In June, figures revealed that force response times had dropped from 85% of emergency calls within 15 minutes to just 73% in the last three years.

Mr Richards said response times increased after a change from an automated system to a manual option, which required officers to press a button or radio-in their arrival.

When faced with responding to an incident, Mr Richards told Police Crime Commissioner Katy Bourne in a recorded monthly update that officers would sometimes forget to log their arrival, harming the force’s response times.

However, police union officials said the recent improvement in grade one response times was due to changes in policing numbers which was harming officers’ effectiveness and putting them in harm’s way.

Mr Richards said that the response times had now risen back above the force’s target of 80%.

He said: “We are certainly not complacent.

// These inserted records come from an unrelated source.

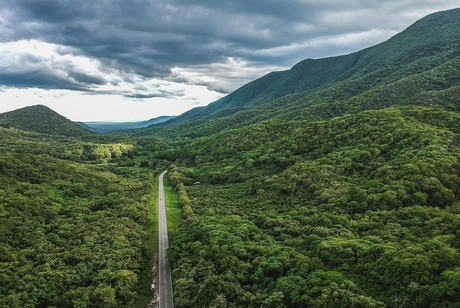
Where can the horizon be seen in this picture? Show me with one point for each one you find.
(136, 68)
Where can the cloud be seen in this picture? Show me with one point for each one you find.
(167, 46)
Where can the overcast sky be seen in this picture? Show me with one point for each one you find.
(123, 60)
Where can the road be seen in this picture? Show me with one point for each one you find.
(164, 270)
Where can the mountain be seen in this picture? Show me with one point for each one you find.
(104, 127)
(418, 66)
(333, 184)
(41, 119)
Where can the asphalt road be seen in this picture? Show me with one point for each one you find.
(165, 299)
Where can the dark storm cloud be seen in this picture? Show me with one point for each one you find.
(149, 38)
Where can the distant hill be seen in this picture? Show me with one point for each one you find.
(104, 127)
(41, 119)
(419, 66)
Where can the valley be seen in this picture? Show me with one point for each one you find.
(333, 184)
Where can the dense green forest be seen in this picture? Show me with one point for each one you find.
(333, 184)
(358, 211)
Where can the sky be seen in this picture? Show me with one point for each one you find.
(119, 60)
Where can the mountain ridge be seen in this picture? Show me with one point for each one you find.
(427, 44)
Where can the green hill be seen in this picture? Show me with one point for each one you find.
(333, 184)
(104, 127)
(41, 119)
(415, 67)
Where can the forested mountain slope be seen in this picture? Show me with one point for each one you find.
(417, 66)
(41, 119)
(334, 184)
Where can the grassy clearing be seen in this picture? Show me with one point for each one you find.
(173, 210)
(150, 246)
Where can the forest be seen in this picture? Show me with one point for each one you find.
(76, 222)
(359, 211)
(333, 184)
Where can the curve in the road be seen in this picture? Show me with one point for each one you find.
(165, 294)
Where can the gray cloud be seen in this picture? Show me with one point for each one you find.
(152, 39)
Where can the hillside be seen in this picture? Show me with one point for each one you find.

“It may be there has been a wonderful turnaround since we last met up and on the one hand that is great news but if they can go up that quickly, I don’t want it to come down that quickly.

“If you were entering a scene of a crime in action, on arrival I suspect your first concern would be the people in front of you, the car crash that has just happened, the assault that has just taken place or the burglar that might be leaving the premises.

“I would rather a police officer first on scene doing something in connection with the call for assistance than remembering to press the right button.”

Detective Sergeant Paul Sellings, chairman of Sussex Police Federation, said: “I know they have had difficulties with the system and they have been trying to address them.

“It’s quite an easy system and officers are quite capable of pressing a button.

“We put this change in response times down to the force putting one officer in patrol cars as opposed to two, that’s why they have improved.

“Officers can now get to incidents quickly but aren’t able to deal with the situation when they get there.”